Understanding the curriculum
Students in Grade 11 and 12 follow one of two routes, based on prior attainment requirements.
Students study six IB subjects: three at Standard-Level, and three at Higher-Level. They must successfully complete the IB Diploma Programme Core Requirements to attain both the IB Diploma and WASC-accredited NISC High School Diploma.
High School Diploma
Students study six subjects. They also complete Creativity, Activity, Service (CAS), Theory of Knowledge (100 hours, essay, and presentation), a project-based piece of research.
Students take one subject in each of Groups 1–6, which ensures they experience a breadth of languages, social studies, experimental sciences, mathematics, and the arts. In addition, the IB Diploma comprises three Core Requirements: Extended Essay, Theory of Knowledge, and Creativity, Activity, Service (CAS). These aim to broaden students’ education by challenging them to apply their knowledge and skills to real-world situations.
Purpose of assessment
Your child’s performance is analysed based on what they know, understand, and can do. This information is then used by teachers to instruct them at a level that resonates with them most. Assessment is a daily part of school life, and helps children develop the skills and knowledge they need to succeed.
The IB Diploma Programme (IBDP) culminates in written examinations marked by external IB examiners. Students also complete assessment tasks in school. These are either sent direct to external examiners, or else initially marked by teachers and then moderated by external examiners.
IB subjects are assessed using a points system from 1 to 7. The IBDP is awarded to students who have achieved at least 24 points (subject to minimum levels of performance across the whole programme) and have completed the three Core Requirements (Extended Essay, Theory of Knowledge, and Creativity, Activity, Service [CAS]) to at least a satisfactory standard. The highest total an IBDP student can achieve is 45 points.
Regardless of their previous academic achievement, students are expected to make appropriate progress and continually improve. Our teachers are highly trained in estimating academic targets which challenge student learning and use students’ results to set tough but achievable academic targets.
Students also reflect on their academic achievements during lessons and after homework assignments and assessments. If a teacher identifies a student whose progress is slowing, the school administers an individual learning plan to help them get back on track by the next report.
Academic reports describe students’ academic and social development, and list targets in every subject for them to concentrate on before the next report.
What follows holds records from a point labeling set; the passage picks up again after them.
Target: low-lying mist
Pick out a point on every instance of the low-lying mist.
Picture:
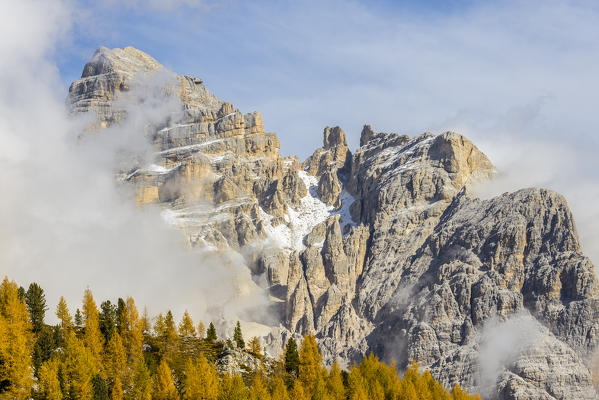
(68, 223)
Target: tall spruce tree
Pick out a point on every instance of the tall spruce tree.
(211, 333)
(186, 327)
(16, 378)
(100, 390)
(238, 336)
(62, 312)
(291, 357)
(78, 318)
(92, 337)
(107, 319)
(36, 304)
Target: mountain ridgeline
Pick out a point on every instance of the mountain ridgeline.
(384, 249)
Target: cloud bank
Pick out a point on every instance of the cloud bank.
(66, 221)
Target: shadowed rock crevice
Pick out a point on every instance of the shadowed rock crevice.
(383, 250)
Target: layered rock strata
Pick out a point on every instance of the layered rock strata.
(385, 250)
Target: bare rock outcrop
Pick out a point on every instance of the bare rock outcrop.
(386, 250)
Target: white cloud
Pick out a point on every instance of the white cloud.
(66, 222)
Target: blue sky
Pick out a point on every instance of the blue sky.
(519, 78)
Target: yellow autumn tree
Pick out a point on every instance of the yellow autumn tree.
(201, 330)
(460, 394)
(356, 386)
(335, 386)
(254, 347)
(258, 390)
(232, 388)
(117, 390)
(49, 384)
(298, 392)
(142, 383)
(92, 337)
(310, 364)
(279, 389)
(164, 387)
(16, 342)
(132, 332)
(186, 327)
(115, 359)
(208, 378)
(80, 366)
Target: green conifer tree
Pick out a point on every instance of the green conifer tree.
(291, 357)
(36, 304)
(238, 337)
(211, 333)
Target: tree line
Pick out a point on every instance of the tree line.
(114, 353)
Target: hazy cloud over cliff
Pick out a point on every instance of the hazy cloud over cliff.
(518, 78)
(66, 222)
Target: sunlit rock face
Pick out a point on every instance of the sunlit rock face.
(385, 250)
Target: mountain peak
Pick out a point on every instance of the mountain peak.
(128, 60)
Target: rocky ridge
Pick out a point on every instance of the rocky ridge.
(385, 250)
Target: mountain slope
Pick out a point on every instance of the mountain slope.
(383, 250)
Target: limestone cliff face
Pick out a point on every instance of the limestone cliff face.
(384, 250)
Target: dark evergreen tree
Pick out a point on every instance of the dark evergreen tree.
(44, 347)
(107, 319)
(291, 357)
(100, 390)
(78, 318)
(121, 309)
(36, 304)
(238, 336)
(211, 333)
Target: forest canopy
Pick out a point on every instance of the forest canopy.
(113, 352)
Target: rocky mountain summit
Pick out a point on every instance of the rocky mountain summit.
(385, 250)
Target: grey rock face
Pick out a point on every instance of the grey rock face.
(386, 250)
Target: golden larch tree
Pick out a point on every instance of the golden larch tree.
(142, 383)
(279, 389)
(62, 312)
(117, 390)
(92, 338)
(258, 390)
(310, 364)
(232, 388)
(115, 360)
(164, 387)
(335, 385)
(49, 384)
(132, 332)
(16, 341)
(186, 327)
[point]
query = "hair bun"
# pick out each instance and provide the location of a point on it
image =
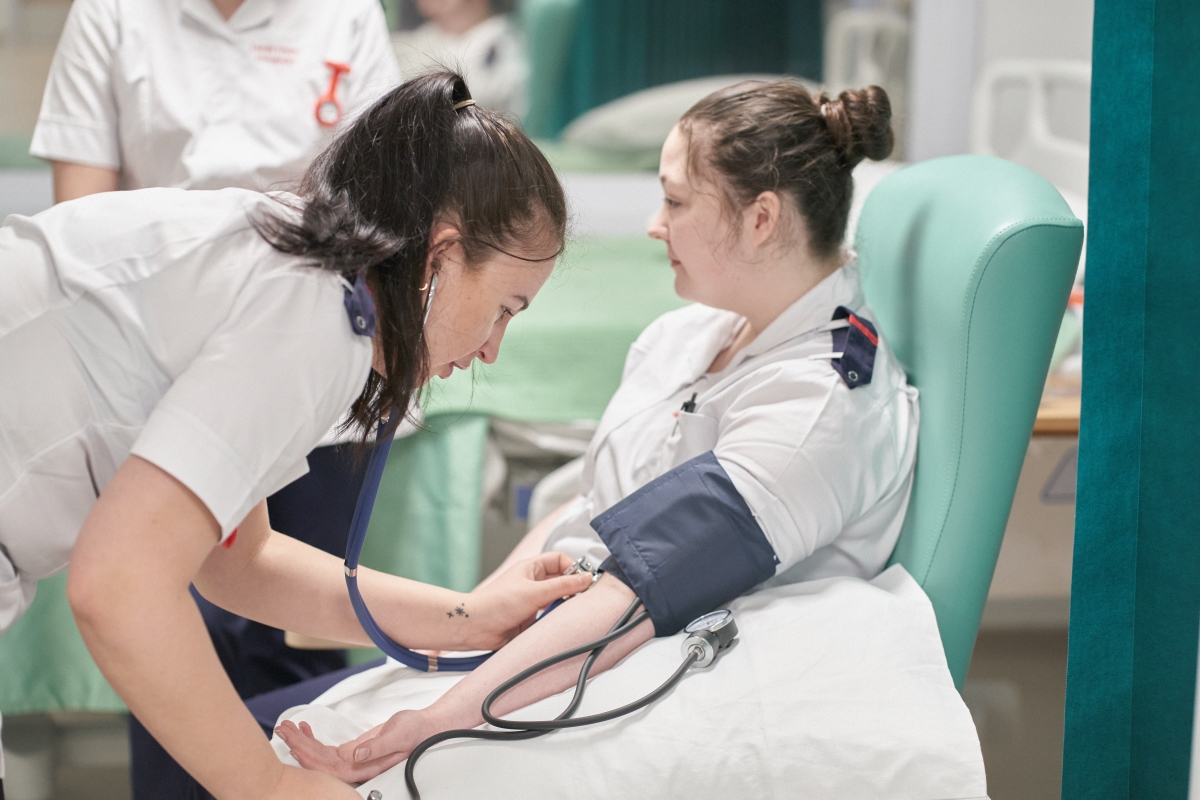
(859, 122)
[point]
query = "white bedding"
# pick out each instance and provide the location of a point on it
(837, 689)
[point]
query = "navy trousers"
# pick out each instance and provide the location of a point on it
(317, 509)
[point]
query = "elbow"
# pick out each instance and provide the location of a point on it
(87, 595)
(100, 597)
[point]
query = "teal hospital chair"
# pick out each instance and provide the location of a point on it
(967, 263)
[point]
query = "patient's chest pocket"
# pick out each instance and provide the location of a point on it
(694, 434)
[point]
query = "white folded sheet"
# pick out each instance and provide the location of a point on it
(837, 689)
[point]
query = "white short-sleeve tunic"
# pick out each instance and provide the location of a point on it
(156, 323)
(826, 469)
(169, 94)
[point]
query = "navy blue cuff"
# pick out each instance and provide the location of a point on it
(685, 543)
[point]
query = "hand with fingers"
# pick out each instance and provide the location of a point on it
(303, 785)
(361, 759)
(504, 607)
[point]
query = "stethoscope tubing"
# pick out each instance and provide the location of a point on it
(619, 629)
(359, 525)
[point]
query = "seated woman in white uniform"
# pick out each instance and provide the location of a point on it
(171, 356)
(763, 434)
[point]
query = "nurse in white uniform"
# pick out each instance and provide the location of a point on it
(765, 434)
(205, 94)
(216, 94)
(169, 359)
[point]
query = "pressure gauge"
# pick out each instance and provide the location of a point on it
(709, 633)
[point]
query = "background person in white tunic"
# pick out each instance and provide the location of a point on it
(169, 359)
(756, 187)
(204, 94)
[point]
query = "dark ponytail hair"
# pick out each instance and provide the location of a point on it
(777, 137)
(370, 202)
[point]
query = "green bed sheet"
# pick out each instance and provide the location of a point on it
(561, 360)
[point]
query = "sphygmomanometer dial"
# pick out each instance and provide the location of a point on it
(709, 633)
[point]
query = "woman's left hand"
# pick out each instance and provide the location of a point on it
(504, 607)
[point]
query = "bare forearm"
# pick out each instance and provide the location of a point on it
(581, 619)
(73, 180)
(285, 583)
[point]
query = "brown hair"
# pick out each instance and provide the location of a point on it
(370, 202)
(777, 137)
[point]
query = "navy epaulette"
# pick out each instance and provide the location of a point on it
(857, 343)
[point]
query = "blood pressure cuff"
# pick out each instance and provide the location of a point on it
(685, 543)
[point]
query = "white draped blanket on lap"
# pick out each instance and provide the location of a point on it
(837, 689)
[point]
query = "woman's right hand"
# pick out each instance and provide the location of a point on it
(361, 759)
(301, 785)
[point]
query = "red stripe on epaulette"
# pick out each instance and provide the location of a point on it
(857, 323)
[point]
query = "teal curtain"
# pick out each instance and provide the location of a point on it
(624, 46)
(1135, 590)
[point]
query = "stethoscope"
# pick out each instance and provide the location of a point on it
(329, 108)
(359, 524)
(707, 636)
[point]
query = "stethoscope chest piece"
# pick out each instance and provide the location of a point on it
(709, 635)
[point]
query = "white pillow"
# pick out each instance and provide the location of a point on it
(642, 120)
(837, 689)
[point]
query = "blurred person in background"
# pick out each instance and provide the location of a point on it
(477, 37)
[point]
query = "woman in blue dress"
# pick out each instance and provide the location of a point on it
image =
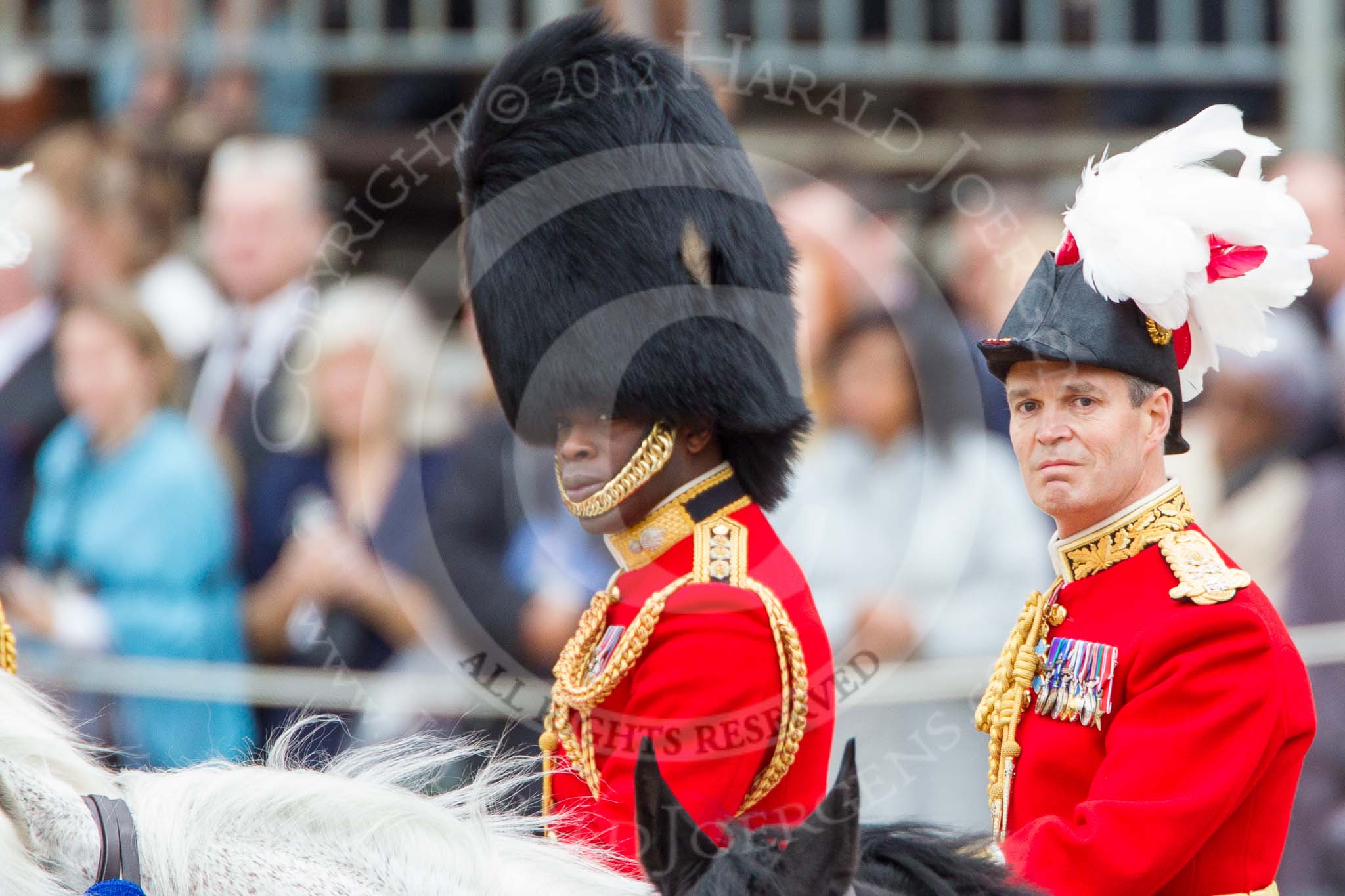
(132, 534)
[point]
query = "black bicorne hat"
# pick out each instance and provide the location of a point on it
(621, 251)
(1165, 259)
(1060, 317)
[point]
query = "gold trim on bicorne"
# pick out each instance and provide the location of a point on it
(1126, 538)
(665, 527)
(9, 652)
(718, 540)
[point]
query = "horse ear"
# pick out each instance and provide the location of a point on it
(824, 853)
(695, 254)
(53, 826)
(674, 851)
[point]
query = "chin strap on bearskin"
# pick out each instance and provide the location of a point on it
(648, 459)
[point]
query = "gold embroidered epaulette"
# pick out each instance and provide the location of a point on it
(1128, 536)
(1201, 574)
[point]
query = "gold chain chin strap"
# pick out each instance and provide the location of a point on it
(648, 459)
(1006, 698)
(9, 652)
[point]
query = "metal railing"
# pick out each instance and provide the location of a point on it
(940, 41)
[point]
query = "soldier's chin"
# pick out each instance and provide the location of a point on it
(1055, 495)
(604, 524)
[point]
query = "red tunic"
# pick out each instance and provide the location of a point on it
(1188, 786)
(708, 689)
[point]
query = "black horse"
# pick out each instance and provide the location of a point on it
(829, 855)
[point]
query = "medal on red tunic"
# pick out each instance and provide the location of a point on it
(603, 652)
(1076, 680)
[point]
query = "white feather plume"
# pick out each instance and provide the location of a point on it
(14, 245)
(1142, 221)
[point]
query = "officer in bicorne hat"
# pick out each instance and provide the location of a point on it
(1149, 715)
(631, 289)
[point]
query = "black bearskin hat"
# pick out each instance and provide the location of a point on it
(621, 253)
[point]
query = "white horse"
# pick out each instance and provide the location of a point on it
(358, 828)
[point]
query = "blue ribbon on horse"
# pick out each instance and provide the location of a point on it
(115, 888)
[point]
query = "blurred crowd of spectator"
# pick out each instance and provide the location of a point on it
(204, 456)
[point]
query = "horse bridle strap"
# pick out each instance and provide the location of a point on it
(119, 856)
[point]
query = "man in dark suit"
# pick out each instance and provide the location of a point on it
(29, 402)
(263, 223)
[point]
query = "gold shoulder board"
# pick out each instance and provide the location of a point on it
(1201, 574)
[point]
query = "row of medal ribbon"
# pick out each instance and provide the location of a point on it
(1075, 680)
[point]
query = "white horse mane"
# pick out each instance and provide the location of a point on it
(359, 825)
Teachers communicate with families about student achievement and progress via reports during the school year.
We use results from the reports to evaluate which course route each student should pursue. Any transitions between course routes must be discussed among the student, parents, teachers, and School Leadership Team. Parent consultations with teachers are scheduled throughout the school year, although parents may also meet with teachers outside these dates if necessary.
The school year has two semesters. At the end of each, students receive a grade for each subject, which reflects their attainment over the semester. The subject grades for both semesters are published on the students’ official transcripts.